Fino al giorno in cui ho cominciato la revisione. Un burrone senza fine. In caduta libera. Senza vestiti. Secchiate d'acqua fredda. Schiaffi e manrovesci. Frustate. La fine dell'idillio. Peggio di scoprire il marito a letto con l'amante. I blog degli altri erano insopportabili, la loro felicità mi feriva, i post mi annoiavano. Sempre le solite cose. Il romanzo non reggeva, la trama non aveva più senso, i personaggi insipidi. Arrivata a metà revisione, ho affrontato il romanzo-torturatore e gli ho detto addio. Quel che non sapevo è che non si può voltare le spalle a questo tipo di relazione. Torna sempre a morsicarti le chiappe. 

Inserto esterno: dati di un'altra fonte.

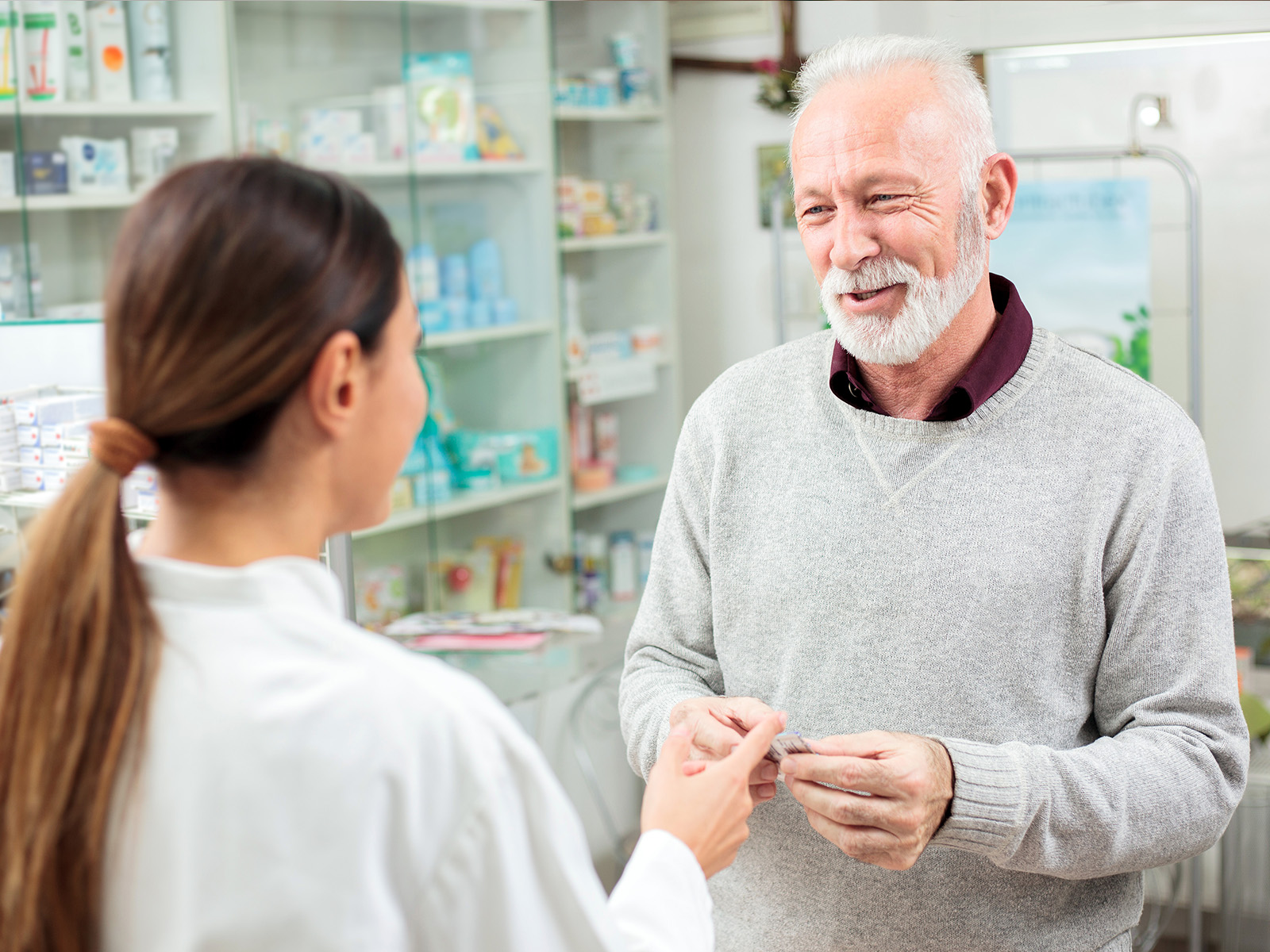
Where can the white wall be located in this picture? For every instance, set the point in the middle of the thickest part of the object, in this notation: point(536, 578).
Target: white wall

Oggi sono alle prese col terzo tentativo di revisione. Sto passando dalla terza persona onnisciente alla prima persona, trasformando i tempi verbali dal passato al presente. Il tutto con la speranza di riuscire a entrare meglio nella testa della mia eroina e capire come va a finire la storia. Sono a metà libro, ho 30000 parole e vago per casa rasente ai muri, vado a letto tremante, mi alzo indolenzita e mi siedo alla scrivania terrorizzata. 30000 parole, la cima mai superata, il buco nero che mi ha risucchiato le prime due volte.
Nessuna trama mi soddisfa. Ho un'idea fissa che mi permetterebbe di arrivare al finale che desidero, ma mi pare un po' forzata, e non riesco a partorirla.

Photo credit:http://www.slideshare.net/prototypo/heros-journey-20150112


Secondo il classico schema del viaggio dell'eroe, sono al punto 10, sulla strada del ritorno. Per chi non fosse pratico di questa nomenclatura, ecco un esempio.

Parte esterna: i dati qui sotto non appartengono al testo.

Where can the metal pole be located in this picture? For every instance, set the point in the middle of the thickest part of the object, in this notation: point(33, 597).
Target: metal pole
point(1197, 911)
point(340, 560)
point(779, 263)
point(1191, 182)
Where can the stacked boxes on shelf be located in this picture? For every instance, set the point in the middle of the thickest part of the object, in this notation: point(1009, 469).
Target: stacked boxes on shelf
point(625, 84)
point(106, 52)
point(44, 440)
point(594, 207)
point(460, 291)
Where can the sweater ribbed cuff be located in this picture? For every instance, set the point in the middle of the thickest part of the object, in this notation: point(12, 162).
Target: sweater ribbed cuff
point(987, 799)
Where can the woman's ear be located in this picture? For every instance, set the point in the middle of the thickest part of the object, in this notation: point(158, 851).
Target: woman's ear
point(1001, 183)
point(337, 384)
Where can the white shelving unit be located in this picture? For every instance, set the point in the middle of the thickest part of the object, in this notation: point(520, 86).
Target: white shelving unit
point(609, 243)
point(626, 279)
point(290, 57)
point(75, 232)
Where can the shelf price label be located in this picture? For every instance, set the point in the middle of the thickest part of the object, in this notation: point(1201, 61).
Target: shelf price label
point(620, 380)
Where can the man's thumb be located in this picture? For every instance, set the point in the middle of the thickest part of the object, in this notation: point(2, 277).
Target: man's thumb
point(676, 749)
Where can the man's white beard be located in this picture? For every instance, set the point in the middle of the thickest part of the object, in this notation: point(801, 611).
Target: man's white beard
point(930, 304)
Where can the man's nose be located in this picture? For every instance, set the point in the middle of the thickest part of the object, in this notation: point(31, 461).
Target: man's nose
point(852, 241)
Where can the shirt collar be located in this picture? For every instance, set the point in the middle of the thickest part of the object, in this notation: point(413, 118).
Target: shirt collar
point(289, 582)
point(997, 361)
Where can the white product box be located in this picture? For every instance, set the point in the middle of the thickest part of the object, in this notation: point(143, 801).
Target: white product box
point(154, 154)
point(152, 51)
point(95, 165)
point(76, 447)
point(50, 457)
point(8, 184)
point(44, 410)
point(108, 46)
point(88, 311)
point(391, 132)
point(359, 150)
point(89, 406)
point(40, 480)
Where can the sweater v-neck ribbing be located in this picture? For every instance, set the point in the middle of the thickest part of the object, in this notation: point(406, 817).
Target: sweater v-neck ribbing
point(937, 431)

Abbiamo visto tutti Il mago di Oz, in cui l'ingenua Dorothy lascia il suo mondo ordinario alla fattoria e si trova coinvolta in un'avventura fantastica, con alleati, nemici e prove da superare. SPOILER ALERT. Quando finalmente l'allegra combriccola raggiunge la prova suprema, e confronta il mago di Oz, si scopre che quella non è affatto la fine, e c'è un ben più grande scoglio che aspetta i nostri eroi. Per poter tornare a casa e ottenere il lieto fine, Dorothy non può che proseguire e affrontare la lotta finale contro la Strega dell'Ovest.

Il momento è cruciale, quel che decide la fine del secondo atto dona senso al terzo atto, conduce al finale e permette al cerchio di chiudersi. 
Può darsi che lo stress di questa decisione mi stia castrando, soffro di ansia da prestazione.
Sono succube del mio romanzo-dominatore.

L'angolo del follower


Vi siete mai trovati in una relazione disfunzionale con un romanzo-despota? Come ne siete usciti?

Nella vostra esperienza, qual è il momento cruciale di un romanzo? 

Vi è capitato di dubitare delle vostre trame in fase di revisione?